Recepiranno tali input i “sette Grandi” riuniti a Torino? Difficile. Il Giappone è molto legato al carbone, l’Italia continua a sognare un ruolo da “hub europeo del gas”, a promettere battaglia contro il divieto europeo di produrre automobili a combustione interna a partire dal 2035 scommettendo sui biocombustibili. Nonostante lo stop a nuove esportazioni di gas naturale liquefatto da parte dell’Amministrazione Biden, gli Usa restano tra i principali produttori mondiali di gas fossili. Così come il Canada. Il G7 procede in ordine sparso anche sul nucleare. La Germania vi ha rinunciato (e c’è chi attribuisce a tale stop la crisi economica tedesca). La Francia continua a puntarci e l’Italia vorrebbe imitarla. Domenica a Torino anche un convegno sull’energia atomica organizzato da Newcleo, Atlantic Council e ISPI, “The Role of Nuclear in the Energy Transition”: tra gli ospiti, il direttore esecutivo dell’Agenzia internazionale per l’energia Fatih Birol. Lo stesso Birol, sempre domenica a Torino, terrà un discorso alla conferenza degli industriali del G7 (la sigla in questo caso è B7: Business Federations of the Group of Seven), altro evento organizzato in vista del G7 energia e clima.

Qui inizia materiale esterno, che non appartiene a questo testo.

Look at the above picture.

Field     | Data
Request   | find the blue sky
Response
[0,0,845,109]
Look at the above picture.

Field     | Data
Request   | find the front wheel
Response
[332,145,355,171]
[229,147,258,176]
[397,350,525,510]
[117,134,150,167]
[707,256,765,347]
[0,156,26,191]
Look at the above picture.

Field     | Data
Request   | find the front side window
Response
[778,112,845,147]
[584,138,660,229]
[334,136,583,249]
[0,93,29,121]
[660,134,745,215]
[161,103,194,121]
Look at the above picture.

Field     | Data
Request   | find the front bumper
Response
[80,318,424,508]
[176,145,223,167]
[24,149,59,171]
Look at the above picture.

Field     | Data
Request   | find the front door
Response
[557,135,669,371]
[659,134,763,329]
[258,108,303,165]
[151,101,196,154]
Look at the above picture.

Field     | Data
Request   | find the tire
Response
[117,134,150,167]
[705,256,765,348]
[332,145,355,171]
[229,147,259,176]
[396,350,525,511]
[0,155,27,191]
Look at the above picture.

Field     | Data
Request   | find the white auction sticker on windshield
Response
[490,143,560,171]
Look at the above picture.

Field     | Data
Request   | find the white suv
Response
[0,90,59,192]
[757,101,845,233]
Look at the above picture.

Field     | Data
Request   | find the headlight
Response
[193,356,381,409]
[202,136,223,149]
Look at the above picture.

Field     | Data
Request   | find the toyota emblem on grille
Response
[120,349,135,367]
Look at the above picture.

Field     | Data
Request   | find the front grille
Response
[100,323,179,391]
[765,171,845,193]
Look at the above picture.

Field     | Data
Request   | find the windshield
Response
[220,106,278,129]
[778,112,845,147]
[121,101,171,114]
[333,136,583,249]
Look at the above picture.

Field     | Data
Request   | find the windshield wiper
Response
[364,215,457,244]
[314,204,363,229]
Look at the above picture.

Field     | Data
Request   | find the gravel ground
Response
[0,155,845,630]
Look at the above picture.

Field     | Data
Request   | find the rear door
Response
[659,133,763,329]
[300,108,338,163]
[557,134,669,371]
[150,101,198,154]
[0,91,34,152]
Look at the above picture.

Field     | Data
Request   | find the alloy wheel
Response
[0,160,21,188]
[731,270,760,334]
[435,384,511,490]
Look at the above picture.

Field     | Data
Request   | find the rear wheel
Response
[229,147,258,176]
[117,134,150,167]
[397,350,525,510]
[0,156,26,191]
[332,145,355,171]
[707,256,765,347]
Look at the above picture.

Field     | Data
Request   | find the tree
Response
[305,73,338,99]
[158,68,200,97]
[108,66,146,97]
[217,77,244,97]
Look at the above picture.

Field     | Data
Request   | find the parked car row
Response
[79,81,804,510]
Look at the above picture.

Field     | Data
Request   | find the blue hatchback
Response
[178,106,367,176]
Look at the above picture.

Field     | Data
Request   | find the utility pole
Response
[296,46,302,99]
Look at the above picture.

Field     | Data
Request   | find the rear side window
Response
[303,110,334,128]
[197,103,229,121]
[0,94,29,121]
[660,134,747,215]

Tornando al vertice dei ministri: come capiremo se è stato un successo?. “Occorrerà leggere con grande attenzione la dichiarazione finale di Torino per capire come sono andate davvero le cose”, spiega Luca Bergamaschi, cofondatore di Ecco, il think tank italiano per il clima. “Ai temi davvero importanti per il G7 sarà dedicato ampio spazio, mentre poche righe potrebbero essere riservate a tematiche che interessano i singoli governi. Che però poi li potrebbero rivendicare di fronte ai media come un riconoscimento della loro posizione. Potrebbe essere il caso del gas naturale, dei biocombustibili e del nucleare per l’Italia”. C’è infine la finanza climatica. I Paesi ricchi sono ancora lontani dal mantenere la promessa fatta anni fa: 100 miliardi di dollari l’anno fino al 2025. E dopo il 2025? Non ci sono promesse né impegni. Se ne parlerà appunto a Baku, in Azerbaigian, il prossimo novembre a Cop29. Ma di certo ne parleranno anche i ministri e gli inviati speciali per il clima lunedì e martedì a Torino.